Weighted Domain Adaptation Using the Graph-Structured Dataset Representation for Machinery Fault Diagnosis under Varying Operating Conditions.

Abstract

Data-driven fault diagnosis has received significant attention in the era of big data. Most data-driven methods have been developed under the assumption that both training and test data come from identical data distributions. However, in real-world industrial scenarios, data distribution often changes due to varying operating conditions, leading to a degradation of diagnostic performance. Although several domain adaptation methods have shown their feasibility, existing methods have overlooked metadata from the manufacturing process and treated all domains uniformly. To address these limitations, this article proposes a weighted domain adaptation method using a graph-structured dataset representation.

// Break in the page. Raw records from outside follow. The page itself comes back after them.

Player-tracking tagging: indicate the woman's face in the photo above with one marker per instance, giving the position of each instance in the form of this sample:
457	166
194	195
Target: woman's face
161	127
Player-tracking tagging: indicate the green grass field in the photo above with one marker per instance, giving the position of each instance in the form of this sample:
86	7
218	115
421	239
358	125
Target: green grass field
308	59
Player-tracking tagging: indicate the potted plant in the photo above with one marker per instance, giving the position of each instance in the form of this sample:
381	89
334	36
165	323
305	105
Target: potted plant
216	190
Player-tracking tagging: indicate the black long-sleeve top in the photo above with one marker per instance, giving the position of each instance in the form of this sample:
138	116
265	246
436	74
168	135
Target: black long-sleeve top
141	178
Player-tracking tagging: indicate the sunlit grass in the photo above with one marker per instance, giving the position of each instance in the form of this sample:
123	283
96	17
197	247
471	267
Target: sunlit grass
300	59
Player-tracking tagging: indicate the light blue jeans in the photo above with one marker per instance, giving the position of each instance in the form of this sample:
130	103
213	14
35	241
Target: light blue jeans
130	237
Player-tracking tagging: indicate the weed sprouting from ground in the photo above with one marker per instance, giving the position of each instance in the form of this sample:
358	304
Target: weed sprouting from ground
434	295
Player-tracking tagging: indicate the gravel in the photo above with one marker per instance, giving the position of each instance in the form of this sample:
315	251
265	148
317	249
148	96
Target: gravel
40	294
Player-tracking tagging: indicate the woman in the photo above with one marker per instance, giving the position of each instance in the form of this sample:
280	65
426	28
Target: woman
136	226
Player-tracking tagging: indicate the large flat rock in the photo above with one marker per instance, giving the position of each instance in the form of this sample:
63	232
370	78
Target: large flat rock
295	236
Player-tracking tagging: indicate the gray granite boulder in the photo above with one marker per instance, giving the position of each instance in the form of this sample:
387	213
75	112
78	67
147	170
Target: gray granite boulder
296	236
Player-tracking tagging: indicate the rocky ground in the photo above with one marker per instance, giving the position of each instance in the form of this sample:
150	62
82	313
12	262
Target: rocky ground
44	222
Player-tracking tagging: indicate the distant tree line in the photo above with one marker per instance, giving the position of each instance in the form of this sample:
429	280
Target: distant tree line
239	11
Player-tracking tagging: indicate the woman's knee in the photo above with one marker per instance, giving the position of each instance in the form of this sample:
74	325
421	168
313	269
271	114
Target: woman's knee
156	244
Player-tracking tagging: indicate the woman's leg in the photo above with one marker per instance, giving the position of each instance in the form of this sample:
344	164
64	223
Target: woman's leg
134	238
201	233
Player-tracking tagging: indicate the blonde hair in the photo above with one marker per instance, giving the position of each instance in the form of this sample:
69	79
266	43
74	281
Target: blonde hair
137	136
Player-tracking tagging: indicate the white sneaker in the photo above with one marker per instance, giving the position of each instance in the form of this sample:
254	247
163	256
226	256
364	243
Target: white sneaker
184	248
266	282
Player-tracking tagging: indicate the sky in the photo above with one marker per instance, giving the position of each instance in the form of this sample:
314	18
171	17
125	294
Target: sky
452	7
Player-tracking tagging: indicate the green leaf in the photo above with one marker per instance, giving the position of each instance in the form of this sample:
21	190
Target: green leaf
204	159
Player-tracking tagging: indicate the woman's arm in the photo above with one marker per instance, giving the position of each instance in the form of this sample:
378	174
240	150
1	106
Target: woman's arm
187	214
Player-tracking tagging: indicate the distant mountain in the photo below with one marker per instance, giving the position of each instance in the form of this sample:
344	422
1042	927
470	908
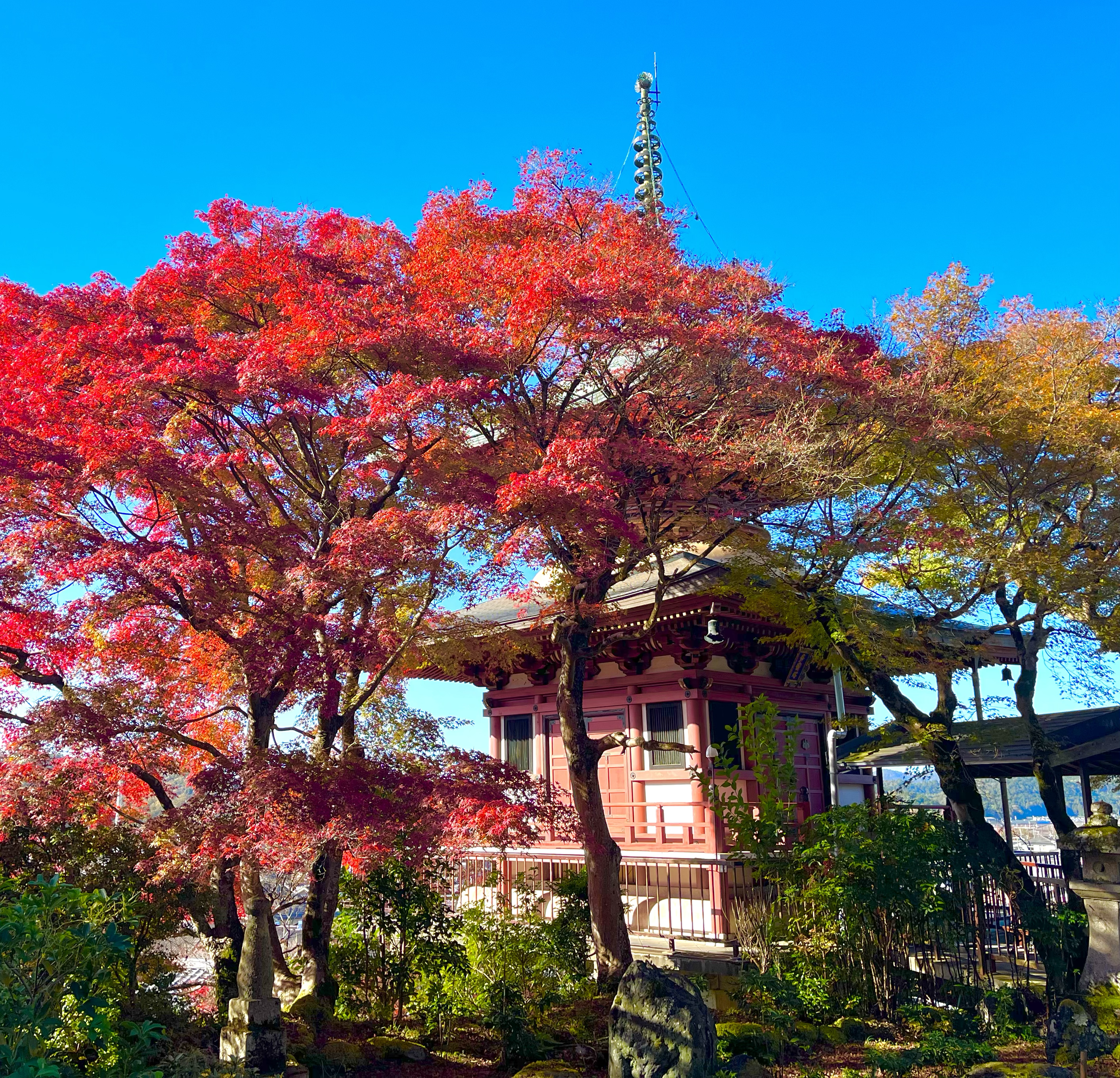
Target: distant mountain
920	786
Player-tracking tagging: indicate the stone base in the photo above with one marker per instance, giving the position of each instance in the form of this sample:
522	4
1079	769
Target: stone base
1103	906
254	1036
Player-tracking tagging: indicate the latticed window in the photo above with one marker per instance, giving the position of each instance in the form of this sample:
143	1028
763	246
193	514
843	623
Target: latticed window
519	741
666	723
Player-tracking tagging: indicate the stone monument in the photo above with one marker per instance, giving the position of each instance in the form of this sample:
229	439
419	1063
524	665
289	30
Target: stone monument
1099	845
254	1035
660	1027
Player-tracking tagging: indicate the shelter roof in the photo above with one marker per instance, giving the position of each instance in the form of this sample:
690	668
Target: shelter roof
998	748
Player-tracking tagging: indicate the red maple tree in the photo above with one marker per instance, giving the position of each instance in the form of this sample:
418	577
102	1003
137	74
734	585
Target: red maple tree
640	405
227	509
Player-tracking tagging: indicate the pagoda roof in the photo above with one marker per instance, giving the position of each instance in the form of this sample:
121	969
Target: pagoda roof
1000	748
633	593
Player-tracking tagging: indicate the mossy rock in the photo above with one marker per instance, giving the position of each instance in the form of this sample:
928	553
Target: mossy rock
854	1030
550	1068
750	1039
1020	1070
1104	1003
313	1010
397	1049
345	1055
745	1067
1073	1031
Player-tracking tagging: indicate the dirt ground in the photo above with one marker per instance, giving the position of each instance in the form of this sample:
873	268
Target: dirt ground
481	1062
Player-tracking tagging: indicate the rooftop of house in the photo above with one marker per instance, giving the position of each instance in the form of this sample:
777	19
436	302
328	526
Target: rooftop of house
998	748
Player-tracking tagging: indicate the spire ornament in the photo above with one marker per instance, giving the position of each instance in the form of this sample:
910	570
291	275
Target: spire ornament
648	187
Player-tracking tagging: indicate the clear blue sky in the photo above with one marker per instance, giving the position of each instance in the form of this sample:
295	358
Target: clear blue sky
855	148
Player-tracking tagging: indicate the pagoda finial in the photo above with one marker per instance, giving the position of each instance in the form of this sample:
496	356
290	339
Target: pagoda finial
648	189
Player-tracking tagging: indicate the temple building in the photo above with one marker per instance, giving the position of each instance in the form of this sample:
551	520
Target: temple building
684	684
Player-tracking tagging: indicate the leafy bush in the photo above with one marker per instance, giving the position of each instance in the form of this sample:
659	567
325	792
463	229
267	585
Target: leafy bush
63	963
570	929
954	1055
751	1039
391	925
768	998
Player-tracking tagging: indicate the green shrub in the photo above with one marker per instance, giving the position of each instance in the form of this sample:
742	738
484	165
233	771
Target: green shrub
955	1056
769	999
751	1039
893	1063
391	925
570	933
854	1030
64	965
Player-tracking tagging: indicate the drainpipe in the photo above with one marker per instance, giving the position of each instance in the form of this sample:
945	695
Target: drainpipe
833	734
833	767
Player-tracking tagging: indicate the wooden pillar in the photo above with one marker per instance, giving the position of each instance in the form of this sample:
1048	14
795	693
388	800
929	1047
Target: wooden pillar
1006	805
717	891
635	760
1087	791
697	736
497	737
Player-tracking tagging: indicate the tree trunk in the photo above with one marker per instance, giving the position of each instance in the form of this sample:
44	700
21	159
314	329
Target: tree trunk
602	854
943	752
318	920
229	935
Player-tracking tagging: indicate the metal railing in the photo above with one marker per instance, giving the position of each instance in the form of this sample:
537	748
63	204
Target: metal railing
660	824
663	898
692	900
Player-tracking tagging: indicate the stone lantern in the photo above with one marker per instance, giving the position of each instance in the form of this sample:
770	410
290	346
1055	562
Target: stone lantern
254	1034
1099	845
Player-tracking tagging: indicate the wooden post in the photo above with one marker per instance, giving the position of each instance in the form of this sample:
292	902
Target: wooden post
1007	815
1087	791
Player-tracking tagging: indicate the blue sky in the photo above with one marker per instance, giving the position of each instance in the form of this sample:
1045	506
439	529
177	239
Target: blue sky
854	148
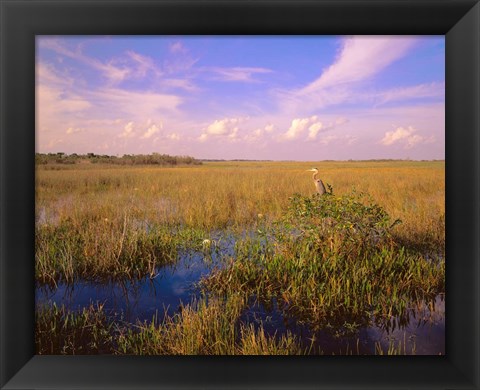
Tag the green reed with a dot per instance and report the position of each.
(332, 261)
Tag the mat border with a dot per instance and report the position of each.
(21, 20)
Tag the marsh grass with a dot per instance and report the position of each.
(336, 262)
(332, 262)
(205, 327)
(59, 331)
(103, 250)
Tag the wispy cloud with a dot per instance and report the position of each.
(430, 90)
(128, 131)
(360, 58)
(132, 65)
(151, 131)
(225, 128)
(238, 74)
(405, 135)
(358, 61)
(310, 125)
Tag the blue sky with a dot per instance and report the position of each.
(250, 97)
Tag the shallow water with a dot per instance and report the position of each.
(423, 333)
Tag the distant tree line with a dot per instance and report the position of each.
(127, 159)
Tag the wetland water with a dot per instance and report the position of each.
(422, 331)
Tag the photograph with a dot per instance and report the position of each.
(240, 195)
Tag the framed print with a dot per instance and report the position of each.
(156, 197)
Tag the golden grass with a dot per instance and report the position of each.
(220, 194)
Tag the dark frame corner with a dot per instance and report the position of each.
(21, 20)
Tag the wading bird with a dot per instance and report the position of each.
(318, 183)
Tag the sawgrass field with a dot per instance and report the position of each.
(370, 251)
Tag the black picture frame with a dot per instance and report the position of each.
(21, 21)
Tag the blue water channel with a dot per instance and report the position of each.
(174, 285)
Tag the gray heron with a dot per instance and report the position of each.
(318, 183)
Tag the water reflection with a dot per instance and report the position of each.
(420, 330)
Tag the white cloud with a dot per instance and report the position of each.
(269, 128)
(133, 65)
(405, 135)
(152, 130)
(314, 129)
(242, 74)
(72, 130)
(128, 131)
(227, 127)
(177, 47)
(174, 136)
(136, 104)
(360, 58)
(431, 90)
(299, 125)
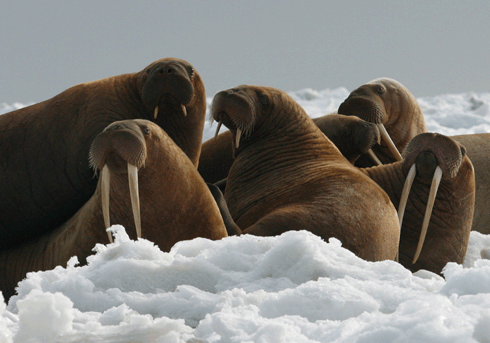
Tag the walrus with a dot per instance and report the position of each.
(438, 165)
(44, 170)
(351, 135)
(386, 101)
(169, 202)
(287, 175)
(389, 104)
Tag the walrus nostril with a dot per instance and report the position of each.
(114, 127)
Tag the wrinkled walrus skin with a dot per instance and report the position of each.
(287, 175)
(175, 203)
(351, 135)
(44, 172)
(451, 218)
(386, 101)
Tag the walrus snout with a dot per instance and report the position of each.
(367, 136)
(364, 108)
(118, 145)
(168, 85)
(447, 151)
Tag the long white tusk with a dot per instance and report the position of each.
(404, 197)
(217, 129)
(105, 179)
(485, 254)
(373, 157)
(135, 199)
(428, 211)
(387, 139)
(237, 138)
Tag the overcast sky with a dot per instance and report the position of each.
(432, 47)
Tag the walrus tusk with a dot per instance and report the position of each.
(428, 211)
(373, 157)
(217, 129)
(105, 189)
(387, 139)
(404, 197)
(237, 138)
(135, 199)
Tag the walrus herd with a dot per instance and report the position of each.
(128, 150)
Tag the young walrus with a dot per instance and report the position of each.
(138, 161)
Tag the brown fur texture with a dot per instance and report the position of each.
(44, 148)
(399, 111)
(288, 176)
(386, 101)
(451, 220)
(176, 204)
(351, 135)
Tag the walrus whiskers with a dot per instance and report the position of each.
(374, 158)
(133, 191)
(105, 185)
(428, 211)
(217, 129)
(389, 142)
(404, 197)
(237, 138)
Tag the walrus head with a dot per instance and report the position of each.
(433, 157)
(381, 101)
(121, 149)
(242, 109)
(352, 135)
(168, 85)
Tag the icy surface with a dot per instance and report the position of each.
(291, 288)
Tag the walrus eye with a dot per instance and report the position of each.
(463, 151)
(264, 99)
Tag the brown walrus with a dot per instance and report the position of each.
(444, 230)
(386, 101)
(287, 175)
(389, 104)
(351, 135)
(176, 204)
(44, 172)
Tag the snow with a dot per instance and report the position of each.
(291, 288)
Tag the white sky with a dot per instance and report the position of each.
(431, 47)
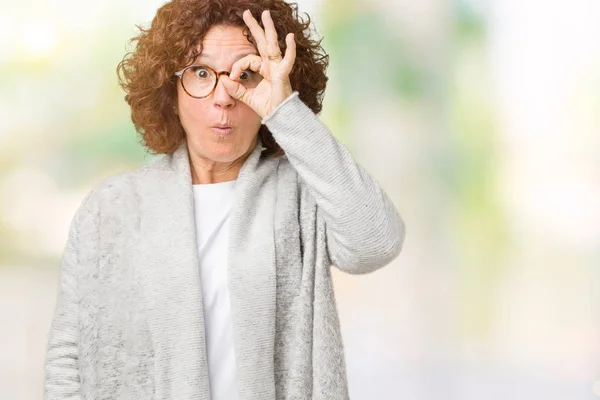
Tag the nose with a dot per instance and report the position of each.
(221, 97)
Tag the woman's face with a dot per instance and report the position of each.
(221, 47)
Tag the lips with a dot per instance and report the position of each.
(222, 130)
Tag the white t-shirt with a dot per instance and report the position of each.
(212, 205)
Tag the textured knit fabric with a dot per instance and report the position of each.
(212, 206)
(129, 322)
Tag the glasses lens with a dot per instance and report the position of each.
(249, 79)
(199, 81)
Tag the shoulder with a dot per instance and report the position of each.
(116, 193)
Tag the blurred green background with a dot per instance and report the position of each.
(479, 118)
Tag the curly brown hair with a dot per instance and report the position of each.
(174, 40)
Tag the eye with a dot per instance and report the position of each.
(247, 75)
(201, 73)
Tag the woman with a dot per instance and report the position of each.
(205, 273)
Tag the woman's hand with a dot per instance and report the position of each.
(275, 68)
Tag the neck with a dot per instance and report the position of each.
(205, 171)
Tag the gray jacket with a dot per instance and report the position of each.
(128, 322)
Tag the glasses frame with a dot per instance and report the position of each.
(218, 75)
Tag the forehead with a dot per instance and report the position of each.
(225, 43)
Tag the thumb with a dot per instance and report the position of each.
(235, 89)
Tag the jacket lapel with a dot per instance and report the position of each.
(252, 276)
(170, 278)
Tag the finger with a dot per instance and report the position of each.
(290, 54)
(251, 61)
(270, 33)
(257, 32)
(236, 89)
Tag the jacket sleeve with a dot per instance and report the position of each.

Our framework involves encoding a collection of datasets into the proposed graph structure, which captures relations between datasets based on metadata and raw data simultaneously. Then, transferability scores of candidate source datasets for a target are estimated using the constructed graph and a graph embedding model. Finally, the fault diagnosis model is established with a voting ensemble of the base classifiers trained on candidate source datasets and their estimated transferability scores. For validation, two case studies on rotor machinery, specifically tool wear and bearing fault detection, were conducted. The experimental results demonstrate the effectiveness and superiority of the proposed method over other existing domain adaptation methods.